Arreaza explained that the migration of refugees into Europe shows another example of the inhumanity of the imperialists. “In Europe, the Mediterranean Sea can unite you with North Africa, or it can separate and divide. The Sea today has become a cemetery. Some countries would rather have the boats sink than take the refugees in — refugees, people, who are fleeing climate change and imperialism.”
‘If we are divided, we will be conquered’
He explained, “It’s not just important to defend Venezuela, we need organization and coordination of our program. We need to join our efforts to stop what is happening. The whole world is our motherland. If Venezuela were to fall, what will happen to the other countries in Latin America? In the world?”
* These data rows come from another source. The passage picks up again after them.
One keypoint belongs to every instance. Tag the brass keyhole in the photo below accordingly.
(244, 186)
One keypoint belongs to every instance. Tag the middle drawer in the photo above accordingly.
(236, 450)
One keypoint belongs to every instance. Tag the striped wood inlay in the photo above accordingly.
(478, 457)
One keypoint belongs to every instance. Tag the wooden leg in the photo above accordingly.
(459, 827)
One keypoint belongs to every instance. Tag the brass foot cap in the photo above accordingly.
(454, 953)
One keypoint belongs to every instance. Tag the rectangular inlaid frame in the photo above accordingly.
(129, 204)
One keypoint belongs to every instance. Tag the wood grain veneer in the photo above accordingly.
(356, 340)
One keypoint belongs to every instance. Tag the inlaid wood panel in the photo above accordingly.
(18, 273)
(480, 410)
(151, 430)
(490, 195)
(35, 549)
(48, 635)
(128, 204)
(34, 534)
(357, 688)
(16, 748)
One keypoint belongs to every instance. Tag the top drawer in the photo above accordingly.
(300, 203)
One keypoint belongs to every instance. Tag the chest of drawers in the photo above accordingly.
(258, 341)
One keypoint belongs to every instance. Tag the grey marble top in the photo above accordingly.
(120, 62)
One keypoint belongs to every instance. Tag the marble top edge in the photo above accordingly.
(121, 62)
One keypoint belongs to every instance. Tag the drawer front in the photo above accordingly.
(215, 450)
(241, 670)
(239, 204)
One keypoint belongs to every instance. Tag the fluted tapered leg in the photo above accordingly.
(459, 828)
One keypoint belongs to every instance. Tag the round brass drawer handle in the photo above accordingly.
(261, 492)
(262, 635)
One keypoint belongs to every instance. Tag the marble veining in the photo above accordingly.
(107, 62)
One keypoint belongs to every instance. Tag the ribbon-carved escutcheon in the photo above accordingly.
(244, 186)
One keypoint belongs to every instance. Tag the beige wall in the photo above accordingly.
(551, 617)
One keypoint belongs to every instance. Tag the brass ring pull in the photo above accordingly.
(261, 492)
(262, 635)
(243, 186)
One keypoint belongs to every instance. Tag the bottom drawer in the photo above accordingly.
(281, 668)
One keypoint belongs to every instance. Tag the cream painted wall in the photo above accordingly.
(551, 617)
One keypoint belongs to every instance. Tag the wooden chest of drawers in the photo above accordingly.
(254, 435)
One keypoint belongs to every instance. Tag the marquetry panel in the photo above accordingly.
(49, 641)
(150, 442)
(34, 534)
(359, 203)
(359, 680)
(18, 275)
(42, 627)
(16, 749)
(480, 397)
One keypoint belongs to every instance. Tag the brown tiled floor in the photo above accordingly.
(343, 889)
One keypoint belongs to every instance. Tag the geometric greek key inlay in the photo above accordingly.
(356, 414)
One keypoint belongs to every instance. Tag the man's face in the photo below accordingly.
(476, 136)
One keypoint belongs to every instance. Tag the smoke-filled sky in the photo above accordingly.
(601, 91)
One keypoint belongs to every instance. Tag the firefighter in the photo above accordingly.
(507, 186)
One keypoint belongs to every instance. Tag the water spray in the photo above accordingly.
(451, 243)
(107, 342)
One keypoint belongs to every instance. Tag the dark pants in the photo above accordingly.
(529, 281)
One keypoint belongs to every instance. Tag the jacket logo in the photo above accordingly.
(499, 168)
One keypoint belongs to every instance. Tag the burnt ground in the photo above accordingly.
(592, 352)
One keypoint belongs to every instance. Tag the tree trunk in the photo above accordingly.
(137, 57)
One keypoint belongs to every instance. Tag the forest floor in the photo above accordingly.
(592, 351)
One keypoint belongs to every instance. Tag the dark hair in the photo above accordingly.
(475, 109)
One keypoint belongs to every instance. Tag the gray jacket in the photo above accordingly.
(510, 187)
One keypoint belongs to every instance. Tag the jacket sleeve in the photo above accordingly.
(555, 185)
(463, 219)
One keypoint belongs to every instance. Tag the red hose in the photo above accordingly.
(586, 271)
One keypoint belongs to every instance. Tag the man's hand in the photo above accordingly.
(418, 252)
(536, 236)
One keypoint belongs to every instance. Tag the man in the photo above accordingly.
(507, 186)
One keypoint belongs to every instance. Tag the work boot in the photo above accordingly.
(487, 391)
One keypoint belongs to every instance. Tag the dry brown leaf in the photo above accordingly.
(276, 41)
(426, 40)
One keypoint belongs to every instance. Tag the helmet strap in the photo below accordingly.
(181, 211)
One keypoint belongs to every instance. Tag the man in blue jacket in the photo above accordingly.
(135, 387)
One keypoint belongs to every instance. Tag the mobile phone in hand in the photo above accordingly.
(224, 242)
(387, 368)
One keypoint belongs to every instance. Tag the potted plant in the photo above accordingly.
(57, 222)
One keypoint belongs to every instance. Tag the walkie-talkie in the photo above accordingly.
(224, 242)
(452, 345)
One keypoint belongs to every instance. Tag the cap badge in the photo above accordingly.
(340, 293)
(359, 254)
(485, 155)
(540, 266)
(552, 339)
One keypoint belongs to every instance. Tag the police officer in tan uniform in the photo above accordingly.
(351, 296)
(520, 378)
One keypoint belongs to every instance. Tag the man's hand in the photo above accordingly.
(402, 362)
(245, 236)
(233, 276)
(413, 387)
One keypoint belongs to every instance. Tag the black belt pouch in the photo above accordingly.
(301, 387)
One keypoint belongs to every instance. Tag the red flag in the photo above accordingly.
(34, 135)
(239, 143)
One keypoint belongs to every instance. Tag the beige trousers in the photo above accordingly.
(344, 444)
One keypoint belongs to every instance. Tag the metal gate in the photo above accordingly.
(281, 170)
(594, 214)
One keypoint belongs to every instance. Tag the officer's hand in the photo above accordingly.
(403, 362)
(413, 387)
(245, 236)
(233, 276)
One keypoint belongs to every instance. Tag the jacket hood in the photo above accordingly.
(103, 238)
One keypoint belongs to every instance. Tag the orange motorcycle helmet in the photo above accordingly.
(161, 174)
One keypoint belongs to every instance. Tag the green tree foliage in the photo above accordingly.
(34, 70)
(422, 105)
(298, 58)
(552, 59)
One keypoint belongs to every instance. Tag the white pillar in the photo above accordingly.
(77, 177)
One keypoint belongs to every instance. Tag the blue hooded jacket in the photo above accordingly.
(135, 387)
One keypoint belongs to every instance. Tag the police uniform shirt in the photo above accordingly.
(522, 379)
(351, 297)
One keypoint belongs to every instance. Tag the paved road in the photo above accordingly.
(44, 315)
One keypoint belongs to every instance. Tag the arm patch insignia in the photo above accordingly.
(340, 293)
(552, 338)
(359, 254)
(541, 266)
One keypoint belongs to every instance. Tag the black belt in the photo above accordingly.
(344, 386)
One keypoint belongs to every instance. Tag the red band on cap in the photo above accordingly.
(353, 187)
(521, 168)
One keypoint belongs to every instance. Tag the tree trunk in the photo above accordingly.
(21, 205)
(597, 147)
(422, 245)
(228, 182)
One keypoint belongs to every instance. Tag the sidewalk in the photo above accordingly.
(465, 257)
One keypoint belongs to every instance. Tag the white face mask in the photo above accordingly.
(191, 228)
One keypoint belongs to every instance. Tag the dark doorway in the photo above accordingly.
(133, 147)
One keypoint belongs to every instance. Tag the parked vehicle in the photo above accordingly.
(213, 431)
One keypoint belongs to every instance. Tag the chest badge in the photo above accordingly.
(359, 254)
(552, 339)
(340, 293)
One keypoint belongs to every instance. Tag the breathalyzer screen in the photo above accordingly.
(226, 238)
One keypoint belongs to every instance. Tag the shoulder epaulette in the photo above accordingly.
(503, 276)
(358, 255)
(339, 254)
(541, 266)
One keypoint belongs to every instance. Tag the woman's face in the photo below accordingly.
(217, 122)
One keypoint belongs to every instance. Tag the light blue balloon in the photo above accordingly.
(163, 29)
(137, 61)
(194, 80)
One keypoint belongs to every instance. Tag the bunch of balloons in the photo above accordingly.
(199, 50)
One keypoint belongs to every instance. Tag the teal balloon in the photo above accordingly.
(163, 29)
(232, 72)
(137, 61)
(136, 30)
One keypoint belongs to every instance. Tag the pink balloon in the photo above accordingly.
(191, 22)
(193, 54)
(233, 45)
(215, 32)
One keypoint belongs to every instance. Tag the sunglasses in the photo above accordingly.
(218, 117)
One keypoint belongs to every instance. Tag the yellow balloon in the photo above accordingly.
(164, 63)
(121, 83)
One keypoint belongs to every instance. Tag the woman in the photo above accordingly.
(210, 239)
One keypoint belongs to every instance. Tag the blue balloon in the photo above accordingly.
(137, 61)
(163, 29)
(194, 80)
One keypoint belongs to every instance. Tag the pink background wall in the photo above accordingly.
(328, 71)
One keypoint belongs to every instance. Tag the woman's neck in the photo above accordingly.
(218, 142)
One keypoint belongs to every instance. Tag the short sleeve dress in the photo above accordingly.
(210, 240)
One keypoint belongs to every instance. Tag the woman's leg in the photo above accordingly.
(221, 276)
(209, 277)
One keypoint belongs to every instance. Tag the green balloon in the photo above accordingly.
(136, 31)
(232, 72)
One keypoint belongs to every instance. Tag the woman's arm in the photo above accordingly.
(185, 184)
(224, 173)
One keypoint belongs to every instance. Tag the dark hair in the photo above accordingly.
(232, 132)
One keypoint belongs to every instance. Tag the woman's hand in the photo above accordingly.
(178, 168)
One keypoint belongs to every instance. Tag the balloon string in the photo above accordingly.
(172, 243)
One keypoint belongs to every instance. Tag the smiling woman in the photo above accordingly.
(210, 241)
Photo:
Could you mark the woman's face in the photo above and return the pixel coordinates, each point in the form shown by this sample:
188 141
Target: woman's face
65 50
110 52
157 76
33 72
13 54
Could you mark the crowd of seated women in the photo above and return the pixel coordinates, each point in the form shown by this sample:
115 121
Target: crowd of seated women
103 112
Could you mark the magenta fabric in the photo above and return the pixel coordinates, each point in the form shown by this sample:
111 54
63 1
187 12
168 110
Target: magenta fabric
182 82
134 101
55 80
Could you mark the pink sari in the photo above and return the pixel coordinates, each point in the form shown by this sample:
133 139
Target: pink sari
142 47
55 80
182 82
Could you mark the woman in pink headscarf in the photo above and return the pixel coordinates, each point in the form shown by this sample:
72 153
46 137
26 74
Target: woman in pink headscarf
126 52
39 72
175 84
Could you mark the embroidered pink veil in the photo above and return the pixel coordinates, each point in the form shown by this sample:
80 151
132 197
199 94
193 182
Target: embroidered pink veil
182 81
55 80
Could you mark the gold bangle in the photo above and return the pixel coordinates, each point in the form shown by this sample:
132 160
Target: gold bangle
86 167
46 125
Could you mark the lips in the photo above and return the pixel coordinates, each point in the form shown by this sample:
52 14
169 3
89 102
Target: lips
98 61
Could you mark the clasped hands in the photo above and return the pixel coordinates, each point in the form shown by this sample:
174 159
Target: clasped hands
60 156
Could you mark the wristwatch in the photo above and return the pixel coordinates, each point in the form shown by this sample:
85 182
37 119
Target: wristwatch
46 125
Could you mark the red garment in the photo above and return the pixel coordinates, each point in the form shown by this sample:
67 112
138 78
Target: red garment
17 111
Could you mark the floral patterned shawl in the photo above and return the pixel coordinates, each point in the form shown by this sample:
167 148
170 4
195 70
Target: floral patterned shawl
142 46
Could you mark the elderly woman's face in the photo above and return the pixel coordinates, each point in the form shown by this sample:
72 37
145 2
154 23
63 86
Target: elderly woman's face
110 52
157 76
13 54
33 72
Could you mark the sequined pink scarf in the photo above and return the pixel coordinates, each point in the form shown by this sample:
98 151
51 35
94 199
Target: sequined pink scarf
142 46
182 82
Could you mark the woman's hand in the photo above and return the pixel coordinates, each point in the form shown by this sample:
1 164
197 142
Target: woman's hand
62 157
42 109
“If we are divided, we will be conquered, so coordinating our struggle is important,” Arreaza said. “As Cuban revolutionary José Martí explained: ‘We have to do this today because it will only be more difficult tomorrow.'”
The imperialists, he said, “want to dictate [to] humanity, but this is a world of the people. We are ready. We must raise our voices on behalf of peace, against war, and on behalf of life for all countries subjected to unfair wars.”
Courage of the 8 million
Arreaza hailed the courage of the more than 8 million Venezuelans who recently turned out to vote for the Constituent Assembly. “They waited in line despite the threats from the far right opposition who were sponsored by the U.S. and who said that not even 6 million people would show up. The photos of the 8 million Venezuelans voting were never showed on CNN or FOX.”
The crowd at the church enthusiastically responded to Arreaza’s talk with chants of “Chávez presente, Maduro presidente,” “Viva el pueblo!,” and “Viva Venezuela!”
Father Barrios closed the evening with an affirmation: “That which shines by its own light, nobody can extinguish. To the people of the United States: we are in an essential role here in between the jaws of the monster. We have an obligation to Venezuela, to the people of the world.”
In reference to the recent natural disasters and a common struggle against imperialism, Barrios continued: “Haiti, Puerto Rico, Mexico, Venezuela: we will not leave you on your own. We are you.”